On the other hand, consider attending if your goal is reuniting with friends you had been close with, provided the distance and degree of difficulty in taking part are not so great they'd void possible benefits.
There was consensus going to a reunion to see who got fat was not a good idea. Also, we have Facebook, that virtual meeting place where friends and voyeurs can keep comments to themselves from the comfort of their phone like, "I wouldn't have recognised Joe Bloggs. He's bald and his belly hangs over his pants." Kim, on the other hand, still resembles the fit basketball player I knew in school.
I have never attended any of my high school class reunions. Not the 10th or 20th, when I lived in Washington State. My hometown, Ashtabula, Ohio, was about five hours by plane, seemingly too far to travel for a day or two making small talk with people I used to know. And now, well … I'm not out to win the distance award.
Several months ago, I decided to bring my children to Europe during July. It would be a reward for nine months as a mostly-solo parent while my husband works in another region and comes home each fortnight for a weekend. Miss 14 starts exams next year, possibly making this our last chance for an extended July holiday.
I can rationalise all I want, but this is an escape from what's real, cold and often lonely. I wanted to reconnect with friends, including former students I'd hosted and classmates from my exchange year in Luxembourg.
I've savoured this time. I've eaten pasta, bread, cheese fondue and chocolate as though each meal were my last. I've also spent hours talking with people I hadn't seen in eight years when I last visited Europe.
Last week, five former classmates from my Luxembourgish school met me at an Italian restaurant in the middle of the tiny country. They had changed in appearance slightly since I last saw them – some (not all) were greyer and heavier.

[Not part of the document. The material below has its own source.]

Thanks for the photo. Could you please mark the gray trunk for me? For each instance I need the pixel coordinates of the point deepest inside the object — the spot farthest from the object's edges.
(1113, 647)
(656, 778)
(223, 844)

Others were still fit, with just a few lines around the eyes revealing time's passing.
What had not changed were personalities – the class comedian was still cracking jokes, imitating the professor who used to twirl his BMW keys around his fingers while lecturing; the kind mama was looking after her own teenagers instead of peers; the doting boyfriend became the husband (who still resembles a cross between James Dean and Matt Dillon).
The class organiser and faithful friend, Jean-Marie, is still organising. Something painful and significant happened the year we were in school together – his father died. I attended my first funeral. I was 17 and unsure what to do with the toilet brush I'd been handed while in a queue beside the casket (it was not a toilet brush and contained holy water I was meant to sprinkle). Jean-Marie visited me in the States and has hosted my family and me several times, spoiling us with good food and even better champagne.
The half-dozen of us chatted for several hours in the same language I worked hard to learn when I arrived in the Grand Duchy – Luxembourgish. It may not make sense to learn a tongue spoken in a country of 425,000 people (in 1998; today the population sits around 590,000), but it was important to know what my host family and classmates were saying, even when they weren't catering to me.
Luxembourgish has continued to tie me to my second home. An American living there, Mike McQuaide, wrote he was impressed to learn the way to say "this is" in Luxembourgish is "dat ass". He writes, "French might be the language of love, but only Lëtzebuergesch is the language of 'dat ass.' "
Somewhere between antipasto and espresso, I realised this was a class reunion. We didn't need months to plan or to hire a venue. I didn't need to rent a sports car, though René gave me a ride in his Fiat convertible.
We only needed to reconnect – to touch a part of our pasts still living within.